As a result, participation levels in derivatives markets remain low, with subdued levels of trade volumes and a drop in volatility expectations. What positioning does remain is bearish, with a skew of volatility smiles towards puts suggesting strong demand for put options at expiries well into the new year.
Perpetuals: BTC funding rates remain positive, painting a contrast to almost all other measures of sentiment. Altcoin rates are as changeable as their daily returns.
Options: While short-tenor options do not imply the same extreme levels of volatility as they did during the height of the crash, volatility expectations remain at high levels with a steepened term structure. Put options are especially in demand at all tenors, suggesting a demand for protection against a worsening sell-off is higher than demand for exposure to any potential “Santa Rally”.

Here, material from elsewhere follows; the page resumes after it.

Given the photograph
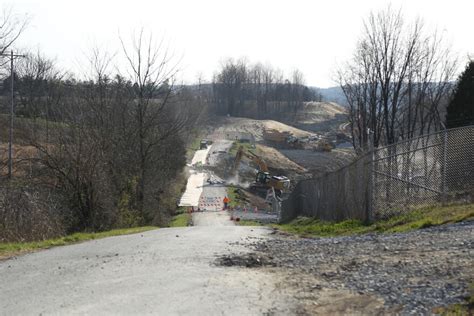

Open interest levels have moved sideways as tokens across crypto markets fail to sustain any meaningful recovery rally before returning to lower levels. BTC trades around $87K and ETH just below its psychological $3K level at $2.9K, about 30% and 40% below their 2025 highs respectively. Altcoins have fared worse, despite the launch of the first altcoin Spot ETF products in the US.
As a result, we see low levels of participation and position-taking across derivatives markets, a matter likely exacerbated by the arrival of the Christmas period without any signs of the “Santa Rally” that many may have hoped for.
Funding rates continue to paint a different picture to other measures of sentiment, such as options markets activity and ETF inflows. BTC’s funding rate has been charged to short positions in only two 8-hour windows since Nov 29, 2025. Since that date, BTC spot price has moved mostly sideways with each recovery rally matched by a subsequent sell-off in each case. Altcoin funding rates, however, have been far more changeable and reflect the extra volatility that they have experienced over the last two weeks.
This information, coupled with almost no change in the levels of open interest in perpetual swaps, indicates a far lower level of position-taking and participation than we have seen for most of 2025 across all tokens.
Volatility smile skews for all tokens have held a consistent skew towards OTM puts that is present across all tenors, as both BTC and ETH markets are pricing puts at more than a 6 point volatility point premium. This is in contrast to the funding rates of their perpetual swap tokens, which do not show signs of clear directional sentiment.
The bearishness in options markets, coupled with signs of low positioning in other derivatives metrics, is likely a reflection of traders expecting spot prices’ slow, sideways slog to continue in the near future, rather than pricing-in a specific upcoming event risk.